ECLI:NL:RBLIM:2024:9074
Rechtbank Limburg
- Beschikking
- Rechtspraak.nl
Rechtsgeldig ontslag op staande voet na bedreigingen en chantage door werknemer
In deze zaak heeft de kantonrechter van de Rechtbank Limburg op 21 november 2024 uitspraak gedaan in een geschil tussen een werknemer, aangeduid als [verzoeker], en zijn werkgever, aangeduid als [verweerster]. De werknemer was ontslagen op staande voet op 9 juli 2024, na herhaaldelijke bedreigingen en chantage richting de werkgever, [naam eigenaar]. De werknemer had via WhatsApp dreigende berichten gestuurd waarin hij onder andere aangaf dat hij bij de werkgever voor de deur zou verschijnen als zijn salaris niet op tijd werd betaald.

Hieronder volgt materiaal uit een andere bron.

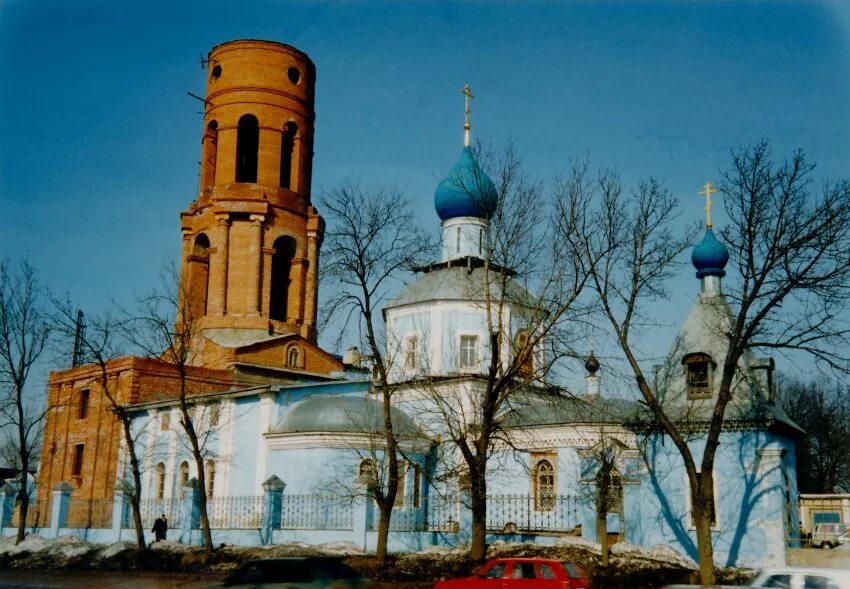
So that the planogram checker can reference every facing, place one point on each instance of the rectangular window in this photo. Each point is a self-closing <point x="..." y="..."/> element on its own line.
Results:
<point x="468" y="352"/>
<point x="411" y="354"/>
<point x="698" y="369"/>
<point x="77" y="466"/>
<point x="399" y="497"/>
<point x="83" y="406"/>
<point x="417" y="485"/>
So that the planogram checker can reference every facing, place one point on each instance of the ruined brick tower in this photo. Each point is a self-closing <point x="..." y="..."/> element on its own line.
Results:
<point x="251" y="240"/>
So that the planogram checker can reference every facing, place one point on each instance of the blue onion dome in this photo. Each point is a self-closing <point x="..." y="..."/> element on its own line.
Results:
<point x="466" y="191"/>
<point x="710" y="256"/>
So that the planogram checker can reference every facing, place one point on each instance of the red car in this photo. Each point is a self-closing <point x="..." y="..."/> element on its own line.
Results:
<point x="522" y="573"/>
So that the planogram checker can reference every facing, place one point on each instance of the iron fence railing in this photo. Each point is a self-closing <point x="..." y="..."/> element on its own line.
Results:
<point x="150" y="509"/>
<point x="403" y="519"/>
<point x="89" y="513"/>
<point x="526" y="513"/>
<point x="317" y="512"/>
<point x="244" y="511"/>
<point x="38" y="514"/>
<point x="443" y="514"/>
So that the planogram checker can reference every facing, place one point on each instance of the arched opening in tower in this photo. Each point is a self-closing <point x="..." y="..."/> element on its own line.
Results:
<point x="287" y="150"/>
<point x="199" y="275"/>
<point x="284" y="251"/>
<point x="247" y="146"/>
<point x="210" y="155"/>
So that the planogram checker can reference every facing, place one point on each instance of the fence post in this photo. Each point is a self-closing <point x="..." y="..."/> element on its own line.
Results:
<point x="59" y="508"/>
<point x="362" y="512"/>
<point x="272" y="507"/>
<point x="190" y="509"/>
<point x="7" y="504"/>
<point x="120" y="504"/>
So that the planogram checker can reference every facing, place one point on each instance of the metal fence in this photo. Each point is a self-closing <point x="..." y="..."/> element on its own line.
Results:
<point x="403" y="519"/>
<point x="89" y="513"/>
<point x="525" y="513"/>
<point x="443" y="514"/>
<point x="152" y="508"/>
<point x="38" y="514"/>
<point x="317" y="512"/>
<point x="235" y="512"/>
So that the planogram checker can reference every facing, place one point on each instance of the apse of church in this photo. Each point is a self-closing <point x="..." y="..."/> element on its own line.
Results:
<point x="251" y="240"/>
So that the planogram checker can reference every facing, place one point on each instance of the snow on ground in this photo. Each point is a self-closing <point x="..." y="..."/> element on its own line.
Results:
<point x="659" y="552"/>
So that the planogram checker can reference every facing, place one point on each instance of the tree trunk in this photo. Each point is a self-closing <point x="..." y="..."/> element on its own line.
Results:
<point x="478" y="496"/>
<point x="23" y="491"/>
<point x="701" y="508"/>
<point x="188" y="425"/>
<point x="602" y="536"/>
<point x="385" y="511"/>
<point x="24" y="498"/>
<point x="137" y="481"/>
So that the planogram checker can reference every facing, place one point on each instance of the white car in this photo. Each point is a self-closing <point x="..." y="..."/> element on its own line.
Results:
<point x="794" y="578"/>
<point x="803" y="578"/>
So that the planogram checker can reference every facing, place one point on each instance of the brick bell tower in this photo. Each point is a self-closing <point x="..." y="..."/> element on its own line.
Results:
<point x="251" y="240"/>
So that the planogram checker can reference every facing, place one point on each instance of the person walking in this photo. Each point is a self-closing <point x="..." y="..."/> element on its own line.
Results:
<point x="160" y="528"/>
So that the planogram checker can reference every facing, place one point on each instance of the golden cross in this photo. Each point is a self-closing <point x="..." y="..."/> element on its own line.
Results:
<point x="467" y="92"/>
<point x="707" y="191"/>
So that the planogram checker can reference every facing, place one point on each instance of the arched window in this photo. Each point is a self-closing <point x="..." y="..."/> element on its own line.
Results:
<point x="247" y="146"/>
<point x="523" y="354"/>
<point x="160" y="480"/>
<point x="699" y="369"/>
<point x="293" y="357"/>
<point x="367" y="472"/>
<point x="399" y="496"/>
<point x="417" y="485"/>
<point x="210" y="150"/>
<point x="284" y="251"/>
<point x="184" y="477"/>
<point x="287" y="150"/>
<point x="209" y="474"/>
<point x="199" y="275"/>
<point x="544" y="486"/>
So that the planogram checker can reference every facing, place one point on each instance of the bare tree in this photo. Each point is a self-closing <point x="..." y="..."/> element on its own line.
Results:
<point x="99" y="344"/>
<point x="372" y="238"/>
<point x="24" y="333"/>
<point x="164" y="327"/>
<point x="790" y="248"/>
<point x="822" y="409"/>
<point x="527" y="336"/>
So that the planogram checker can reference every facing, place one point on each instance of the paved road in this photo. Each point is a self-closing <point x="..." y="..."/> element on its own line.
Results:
<point x="15" y="579"/>
<point x="12" y="579"/>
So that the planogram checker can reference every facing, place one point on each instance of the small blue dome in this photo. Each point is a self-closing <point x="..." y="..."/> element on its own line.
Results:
<point x="466" y="191"/>
<point x="710" y="256"/>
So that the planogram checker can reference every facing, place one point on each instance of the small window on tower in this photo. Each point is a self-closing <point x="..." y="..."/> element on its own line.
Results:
<point x="83" y="408"/>
<point x="699" y="369"/>
<point x="411" y="353"/>
<point x="468" y="352"/>
<point x="77" y="466"/>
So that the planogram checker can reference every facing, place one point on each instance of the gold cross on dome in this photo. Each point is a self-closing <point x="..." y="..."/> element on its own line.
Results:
<point x="707" y="191"/>
<point x="467" y="92"/>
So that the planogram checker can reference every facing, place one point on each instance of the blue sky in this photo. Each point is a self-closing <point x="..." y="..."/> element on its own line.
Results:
<point x="99" y="142"/>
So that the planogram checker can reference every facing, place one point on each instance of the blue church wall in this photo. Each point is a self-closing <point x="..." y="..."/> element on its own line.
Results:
<point x="750" y="490"/>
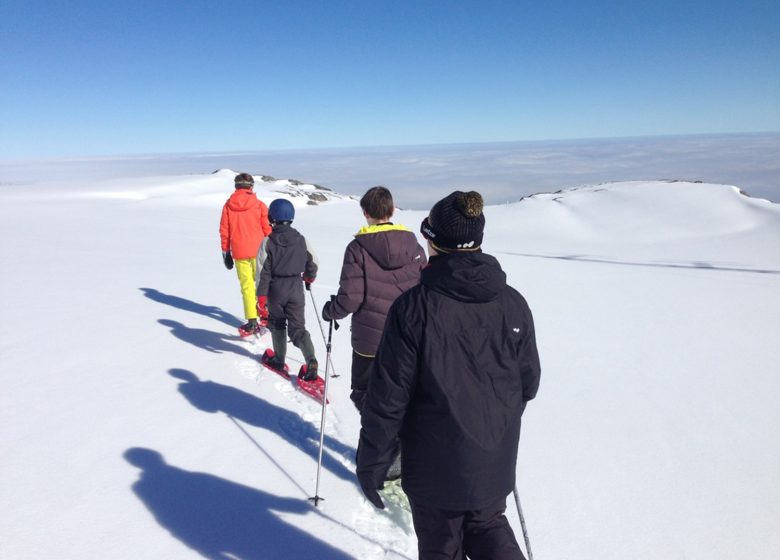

De kantonrechter oordeelde dat het ontslag op staande voet rechtsgeldig was, omdat de werknemer zich schuldig had gemaakt aan ernstig verwijtbaar handelen. De rechter stelde vast dat de werknemer niet alleen zelf bedreigingen had geuit, maar ook zijn partner had laten bijdragen aan de intimidatie. De kantonrechter wees de verzoeken van de werknemer om een verklaring voor recht dat het ontslag onterecht was, alsook de verzoeken om schadevergoeding en transitievergoeding af. Wel werd de werkgever veroordeeld om de loonspecificaties over een bepaalde periode te verstrekken en om de niet opgenomen verlofuren en vakantietoeslag te betalen. De proceskosten werden gecompenseerd, zodat iedere partij zijn eigen kosten droeg.